Musi skończyć się super

Rozmawiam z dwoma generacjami polskich bramkarzy w piłce ręcznej. Jaką rolę odgrywa doświadczenie u sportowca, a konkretnie u bramkarza w piłce ręcznej?

Piotr Wyszomirski: W piłce ręcznej, jak w każdym sporcie, doświadczenie jest bardzo ważne. Mówi się, że bramkarz jest jak wino – im starszy, tym lepszy. Im więcej rozegranych meczów, tym bramkarz jest bardziej cwany, wie, jak się ustawić.

Sławomir Szmial: Z Piotrkiem trenujemy w podobny sposób – mamy zresztą tego samego trenera, który mnie trenował w swoim czasie. Będąc młodym zawodnikiem, trenowałem ciężko. Patrząc na starszych bramkarzy, widziałem, że oni tak niewiele w bramce robią, a bronią. Jak to jest możliwe? Teraz wszedłem w ten wiek. I może nie mam już tej szybkości, jak kiedyś miałem, widzę jednak jak olbrzymią rolę odgrywa doświadczenie.
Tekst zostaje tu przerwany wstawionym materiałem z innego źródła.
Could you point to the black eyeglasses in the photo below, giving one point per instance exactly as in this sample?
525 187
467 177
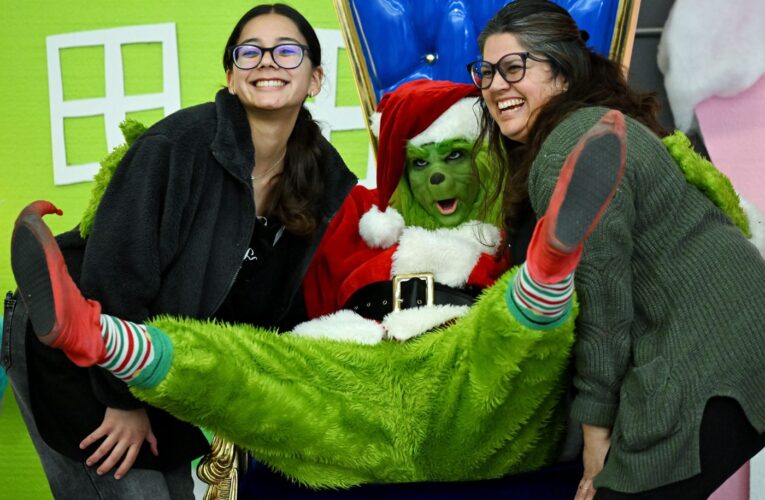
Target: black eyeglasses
284 55
511 67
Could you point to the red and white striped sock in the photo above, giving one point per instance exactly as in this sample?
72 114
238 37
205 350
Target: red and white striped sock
542 303
128 347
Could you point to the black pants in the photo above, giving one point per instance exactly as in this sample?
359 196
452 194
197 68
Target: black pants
727 441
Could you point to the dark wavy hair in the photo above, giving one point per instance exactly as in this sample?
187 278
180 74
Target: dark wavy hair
295 198
548 30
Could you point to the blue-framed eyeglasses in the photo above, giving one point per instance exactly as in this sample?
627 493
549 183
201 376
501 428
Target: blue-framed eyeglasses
284 55
511 67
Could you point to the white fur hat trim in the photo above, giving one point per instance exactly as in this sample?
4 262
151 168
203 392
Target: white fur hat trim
381 229
343 325
463 119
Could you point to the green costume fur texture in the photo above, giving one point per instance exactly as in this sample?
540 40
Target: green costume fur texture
473 400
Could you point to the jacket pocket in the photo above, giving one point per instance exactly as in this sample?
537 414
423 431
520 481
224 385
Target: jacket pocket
5 346
649 408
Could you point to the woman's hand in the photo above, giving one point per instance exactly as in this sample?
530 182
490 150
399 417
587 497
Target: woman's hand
597 441
124 432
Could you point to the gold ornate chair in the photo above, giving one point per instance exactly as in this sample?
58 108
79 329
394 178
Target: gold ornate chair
391 42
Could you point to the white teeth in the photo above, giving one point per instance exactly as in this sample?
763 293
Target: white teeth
269 83
509 103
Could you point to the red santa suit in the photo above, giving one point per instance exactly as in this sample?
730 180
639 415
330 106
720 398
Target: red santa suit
366 246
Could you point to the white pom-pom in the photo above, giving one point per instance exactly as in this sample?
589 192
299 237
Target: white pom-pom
381 229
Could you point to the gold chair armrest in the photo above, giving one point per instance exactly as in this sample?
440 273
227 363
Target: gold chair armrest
220 469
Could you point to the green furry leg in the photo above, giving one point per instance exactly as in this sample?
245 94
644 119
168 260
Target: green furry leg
477 399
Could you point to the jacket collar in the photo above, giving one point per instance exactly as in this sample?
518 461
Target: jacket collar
232 144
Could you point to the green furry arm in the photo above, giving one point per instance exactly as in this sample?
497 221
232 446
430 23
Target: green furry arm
131 130
477 399
707 178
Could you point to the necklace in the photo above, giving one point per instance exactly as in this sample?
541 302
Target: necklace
276 163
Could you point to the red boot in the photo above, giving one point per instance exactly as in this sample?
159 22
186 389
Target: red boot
61 317
585 187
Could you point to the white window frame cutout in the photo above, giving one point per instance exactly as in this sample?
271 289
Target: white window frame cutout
324 109
115 104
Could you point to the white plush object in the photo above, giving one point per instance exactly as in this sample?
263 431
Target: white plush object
407 323
462 119
710 48
381 229
450 254
343 325
756 224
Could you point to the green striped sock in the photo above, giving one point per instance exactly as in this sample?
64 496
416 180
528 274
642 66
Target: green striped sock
135 353
539 305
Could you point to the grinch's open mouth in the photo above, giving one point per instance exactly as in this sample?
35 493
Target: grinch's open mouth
447 207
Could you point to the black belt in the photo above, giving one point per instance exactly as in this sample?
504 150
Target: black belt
376 300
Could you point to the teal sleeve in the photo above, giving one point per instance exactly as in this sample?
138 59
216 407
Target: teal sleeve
3 376
477 399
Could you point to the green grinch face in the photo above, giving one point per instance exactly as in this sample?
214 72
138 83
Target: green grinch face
442 180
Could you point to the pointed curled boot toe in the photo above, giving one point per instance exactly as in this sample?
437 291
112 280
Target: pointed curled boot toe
61 317
586 185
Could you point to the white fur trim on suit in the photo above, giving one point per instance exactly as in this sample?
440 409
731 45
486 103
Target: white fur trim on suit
463 119
407 323
709 50
381 229
343 325
756 224
374 123
450 254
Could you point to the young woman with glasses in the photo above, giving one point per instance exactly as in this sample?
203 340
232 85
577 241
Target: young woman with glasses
670 356
214 212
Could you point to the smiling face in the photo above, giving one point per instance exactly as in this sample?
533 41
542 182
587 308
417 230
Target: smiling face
443 181
513 105
267 86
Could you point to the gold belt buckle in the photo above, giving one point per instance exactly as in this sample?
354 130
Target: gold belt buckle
400 278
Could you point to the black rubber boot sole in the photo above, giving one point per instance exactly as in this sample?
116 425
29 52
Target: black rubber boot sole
30 269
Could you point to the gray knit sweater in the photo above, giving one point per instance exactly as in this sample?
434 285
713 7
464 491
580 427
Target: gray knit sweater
672 300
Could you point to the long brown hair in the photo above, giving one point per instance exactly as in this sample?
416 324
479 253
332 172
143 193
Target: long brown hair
548 31
295 198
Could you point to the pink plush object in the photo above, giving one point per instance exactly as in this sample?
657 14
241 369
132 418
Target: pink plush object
734 134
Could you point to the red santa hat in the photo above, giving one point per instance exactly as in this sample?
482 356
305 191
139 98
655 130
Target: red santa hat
421 112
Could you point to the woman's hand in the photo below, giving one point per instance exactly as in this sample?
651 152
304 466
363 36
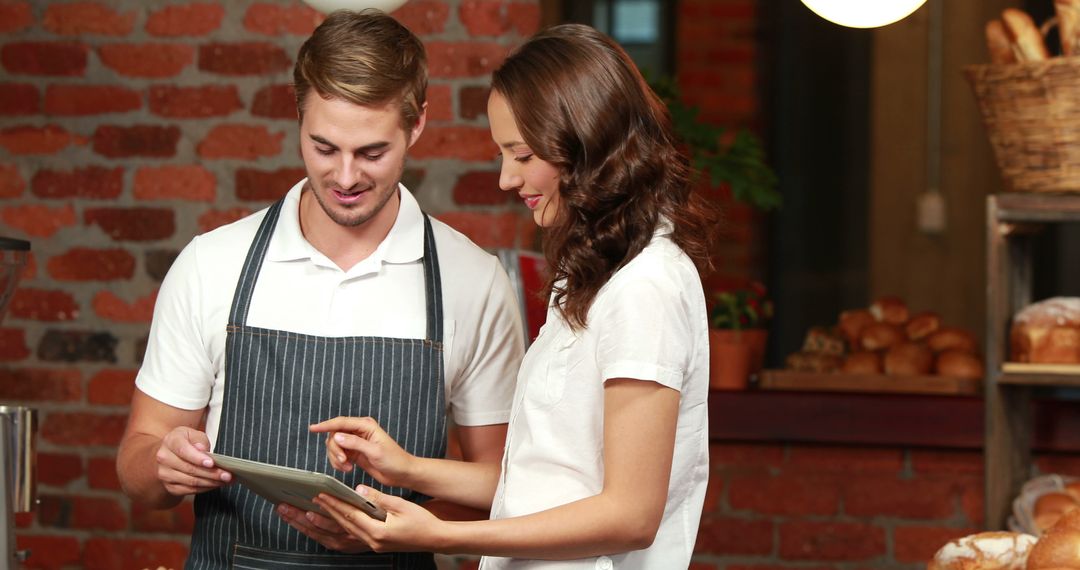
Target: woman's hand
362 442
408 527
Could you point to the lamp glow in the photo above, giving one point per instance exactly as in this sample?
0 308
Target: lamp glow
329 5
863 13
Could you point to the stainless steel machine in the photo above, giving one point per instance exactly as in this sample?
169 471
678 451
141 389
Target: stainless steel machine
18 426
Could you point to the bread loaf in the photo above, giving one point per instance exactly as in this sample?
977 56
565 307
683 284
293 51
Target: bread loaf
1068 24
952 338
1049 509
998 44
880 336
1060 547
922 325
890 310
851 325
985 551
1024 36
1047 333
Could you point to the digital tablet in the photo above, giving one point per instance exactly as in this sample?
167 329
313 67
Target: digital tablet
293 486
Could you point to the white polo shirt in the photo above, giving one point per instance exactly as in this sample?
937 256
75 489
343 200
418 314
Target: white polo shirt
647 323
301 290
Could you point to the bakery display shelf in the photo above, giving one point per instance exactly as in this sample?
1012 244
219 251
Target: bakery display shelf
1050 375
867 382
1037 207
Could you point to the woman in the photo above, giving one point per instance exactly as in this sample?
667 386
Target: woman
606 460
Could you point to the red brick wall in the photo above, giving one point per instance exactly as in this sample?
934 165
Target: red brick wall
819 506
126 129
716 70
124 132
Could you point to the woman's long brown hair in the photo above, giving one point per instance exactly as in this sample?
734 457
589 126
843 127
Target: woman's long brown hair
581 105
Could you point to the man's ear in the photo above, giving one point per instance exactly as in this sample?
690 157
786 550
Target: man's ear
420 122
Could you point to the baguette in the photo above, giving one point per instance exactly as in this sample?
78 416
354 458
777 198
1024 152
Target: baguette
1027 42
998 44
1068 24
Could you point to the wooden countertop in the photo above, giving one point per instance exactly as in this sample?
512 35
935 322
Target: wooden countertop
893 420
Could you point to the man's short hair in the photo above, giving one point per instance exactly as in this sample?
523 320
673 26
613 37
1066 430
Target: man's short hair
366 58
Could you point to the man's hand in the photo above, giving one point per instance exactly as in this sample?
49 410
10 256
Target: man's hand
184 465
362 442
321 529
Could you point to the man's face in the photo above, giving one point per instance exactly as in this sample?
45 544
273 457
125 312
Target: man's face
354 155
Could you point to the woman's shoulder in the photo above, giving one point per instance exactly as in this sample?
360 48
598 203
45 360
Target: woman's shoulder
660 269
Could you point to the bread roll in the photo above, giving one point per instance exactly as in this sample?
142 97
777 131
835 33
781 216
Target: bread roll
1074 489
947 338
1050 506
922 325
998 44
880 336
851 325
1068 24
1068 520
1047 333
958 364
862 363
908 358
985 551
1024 36
1056 548
890 310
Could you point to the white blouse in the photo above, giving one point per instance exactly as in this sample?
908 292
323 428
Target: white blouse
647 323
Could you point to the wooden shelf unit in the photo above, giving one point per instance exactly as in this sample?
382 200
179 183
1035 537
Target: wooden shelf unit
1011 220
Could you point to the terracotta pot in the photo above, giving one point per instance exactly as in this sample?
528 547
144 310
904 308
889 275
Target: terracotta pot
733 356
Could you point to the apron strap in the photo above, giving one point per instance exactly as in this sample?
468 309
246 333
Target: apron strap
253 265
434 283
245 285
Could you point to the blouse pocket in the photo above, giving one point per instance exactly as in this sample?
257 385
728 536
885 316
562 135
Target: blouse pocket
548 383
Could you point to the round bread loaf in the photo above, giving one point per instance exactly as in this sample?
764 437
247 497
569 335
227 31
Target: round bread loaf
947 338
880 336
890 310
922 325
1049 509
1047 333
985 551
1060 547
851 325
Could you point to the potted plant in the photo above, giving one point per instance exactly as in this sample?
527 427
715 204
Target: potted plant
732 159
738 331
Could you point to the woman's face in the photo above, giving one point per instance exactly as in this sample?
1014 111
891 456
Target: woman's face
535 180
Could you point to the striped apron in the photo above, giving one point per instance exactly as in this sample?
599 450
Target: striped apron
278 383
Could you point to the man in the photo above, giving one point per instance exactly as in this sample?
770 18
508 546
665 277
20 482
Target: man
341 299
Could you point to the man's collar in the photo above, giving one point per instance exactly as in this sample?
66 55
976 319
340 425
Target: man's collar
403 244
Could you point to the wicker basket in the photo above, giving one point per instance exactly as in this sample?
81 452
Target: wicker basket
1031 112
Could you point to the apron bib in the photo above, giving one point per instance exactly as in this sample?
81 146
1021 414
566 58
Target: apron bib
278 383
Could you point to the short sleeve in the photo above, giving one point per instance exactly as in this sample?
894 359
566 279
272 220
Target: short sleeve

W których momentach sztuki bramkarskiej doświadczenie odgrywa największą rolę? Kiedy ustawienie wynikające właśnie z doświadczenia jest ważniejsze niż szybkość?

SS: Wiele zależy od ustawienia, od przygotowania się do strzału konkretnego zawodnika. Doświadczenie daje spokój. Rozegrało się wiele meczów – były przegrane i wygrane, ale scenariusze są w miarę podobne. Kiedy się po raz kolejny gra się z jakąś drużyną, to już się wie, że takie zagrania były...

Ale czy w bramce jest czas na szczegółową analizę?

SS: Jeśli jest zachowana zimna głowa, to tak. Przygotowujemy się do meczów, oglądając zapisy wideo z meczów przeciwnika. Ja oglądam czasami trzy, cztery takie mecze i przygotowuję się na każdego zawodnika z osobna. Na przykład skrzydłowy normalnie rzuca z danej pozycji, ale w momentach stresowych, kiedy jest na przykład wynik remisowy, rzuca w to jedno ulubione miejsce. My też się na to nastawiamy. Ja czasami myślę: oni także oglądają nas na wideo i może też coś zmieniają? I to jest taka trochę ruletka, ale z reguły jednak statystyki odgrywają dużą rolę.

Zanim doświadczenie zacznie przynosić korzyści, wcześniej musi być wysiłek...

SS: Praca jest podstawą. Jako nastolatek, młodzieżowiec trenowałem dosyć ciężko. Teraz, tak mi się wydaje, zbieram tego owoce. Prawdopodobnie gdybym trenował słabo, to nie byłbym tak wygimnastykowany, miałbym jakieś braki techniczne. Teraz już być może nie mam takiej sprawności, jaką miałem jako dwudziestopięciolatek, ale jest ona w jakimś stopniu utrzymywana, bo cały czas trenuję, cały czas próbuję dawać z siebie wszystko.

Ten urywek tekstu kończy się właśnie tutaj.